Here is how your studies will transform you and your ministry by seeking to fulfill our general Doctor of Ministry goals in track-specific ways:

  1. To resource students through a biblically-grounded educational program taught by faculty who are committed to God’s Word and the application of principles of Scripture to the issues of contemporary culture.
    • Dr. Ken Swetland’s two books, Facing Messy Stuff in the Church & The Hidden World of the Pastor, illustrate his passion for the whole being of the pastor and a pastor’s relationship with a triune God.
    • With 26 years of pastoral experience, Dr.

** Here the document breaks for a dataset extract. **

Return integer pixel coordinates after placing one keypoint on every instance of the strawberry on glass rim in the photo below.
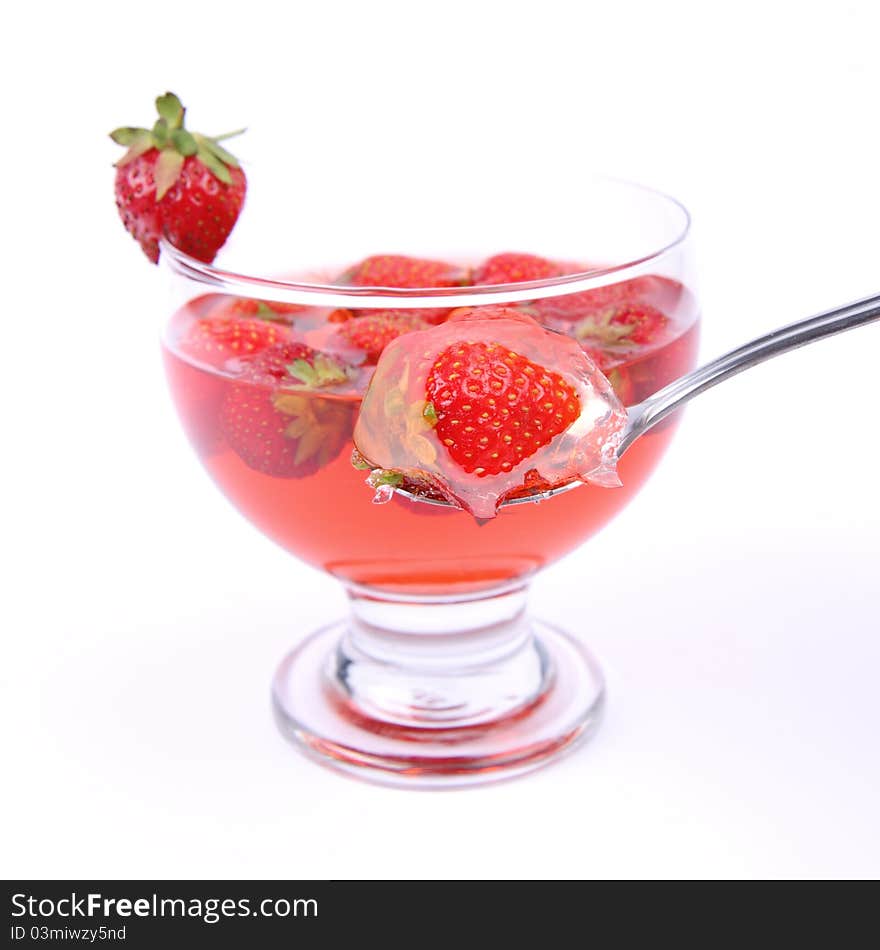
(487, 413)
(175, 184)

David Currie has spent considerable time applying principles of Scripture to the issues of the pastorate.
  2. To form in students a sound foundation of theological and biblical inquiry in their professional doctoral program’s specialized track that they are able to integrate into the life of Christian ministry.
    • During the year of Deepening the Call, students are asked to reflect on the biblical model of shepherd as leader.

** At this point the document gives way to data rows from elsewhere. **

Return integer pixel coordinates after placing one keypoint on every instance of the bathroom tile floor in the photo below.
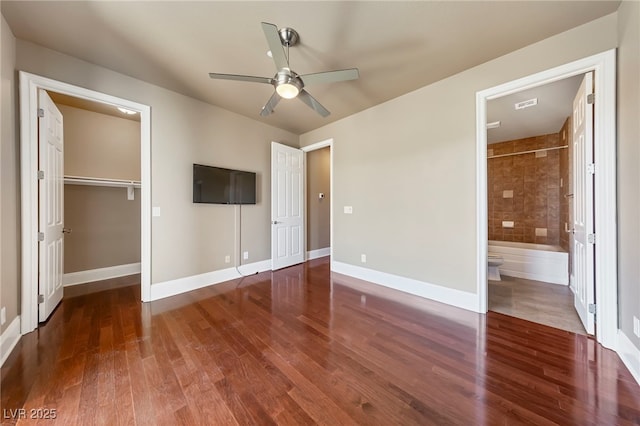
(535, 301)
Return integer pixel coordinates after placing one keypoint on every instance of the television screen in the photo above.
(215, 185)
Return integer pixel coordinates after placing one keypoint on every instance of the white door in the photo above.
(51, 206)
(583, 250)
(287, 222)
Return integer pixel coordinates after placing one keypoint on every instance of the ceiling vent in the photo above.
(526, 104)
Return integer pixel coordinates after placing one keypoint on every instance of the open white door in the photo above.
(51, 205)
(287, 222)
(583, 238)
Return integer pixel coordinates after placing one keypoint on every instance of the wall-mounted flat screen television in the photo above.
(215, 185)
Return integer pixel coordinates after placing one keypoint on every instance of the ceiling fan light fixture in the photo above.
(287, 84)
(287, 90)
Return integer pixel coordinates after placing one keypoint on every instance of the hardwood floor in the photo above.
(544, 303)
(300, 346)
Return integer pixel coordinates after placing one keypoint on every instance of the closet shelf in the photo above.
(90, 181)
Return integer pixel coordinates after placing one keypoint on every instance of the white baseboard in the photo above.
(314, 254)
(194, 282)
(9, 339)
(82, 277)
(453, 297)
(629, 354)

    • During the year of Caring for the Flock, students will explore principles of pastoral counseling, including the biblical-theological basis for counseling.
    • During the year of Proclaiming the Word students will learn to appreciate the benefits of sound exegetical practice in interpreting various genres of Scripture.
  3. To provide students with the skill sets and understandings in a specialized area of ministry to such an extent that they can impact their congregation or community more powerfully for God.
    • Students will enhance their preaching skills and grow as persons who lead others in Christian and spiritual maturity.
    • Students will develop and refine listening and responding skills that will enhance counseling skills and aid in assessing the needs of others.
  4. To create through the cohort model of the program a dimension of Christian community and spiritual nurturing so that students form strong friendships with one another and enter long-term relationships with the scholars who guide the learning experience.
    • Students will be able to grow in their zeal for the glory of God through shared worship and community.
    • Students will participate in class discussions, case studies, sermon evaluations together – interactions that form bonds that will last a life-time.
  5. To develop in students a deeper understanding of Christ’s lordship in all areas of life for the common good of the contemporary world.
    • Each residency brings the topics back to Scripture and what God says about each area of discussion.
    • Each student’s Personal Learning Covenant is developed, refined and tracked throughout the residencies to make sure that God is at the center of all aspects of a student’s life.
  6. To cultivate within students through critical reflection and careful research through the residencies and projects an enriched Christian witness in the places of society they are called to serve.
    • Each post-residency project is designed to engage the student with their ministry context, applying what they have learned.
    • The Proclaiming the Word project asks students to engage with select members of the congregation in sermon analysis, using tools learned inside and outside the residency.
    • Tools like the RAVE Project are presented to students as resources to use in ministry contexts.
  7. To instill in students a refreshed view of their ministry as it relates to the proclamation of the Gospel among all people.

    • In Deepening the Call, students hone their ability to hear God’s voice and call on their lives.
    • In Proclaiming the Word, students will be exposed to different ways of preaching. They will also be given the opportunity to preach to their colleagues and receive thoughtful feedback.
    • • In Caring for the Flock, students will become familiar with specific topics and problems commonly encountered in pastoral settings in order to develop strategies of intervention and possible help in treating such conditions. Students will also be helped in setting up healthy boundaries in the area of counseling.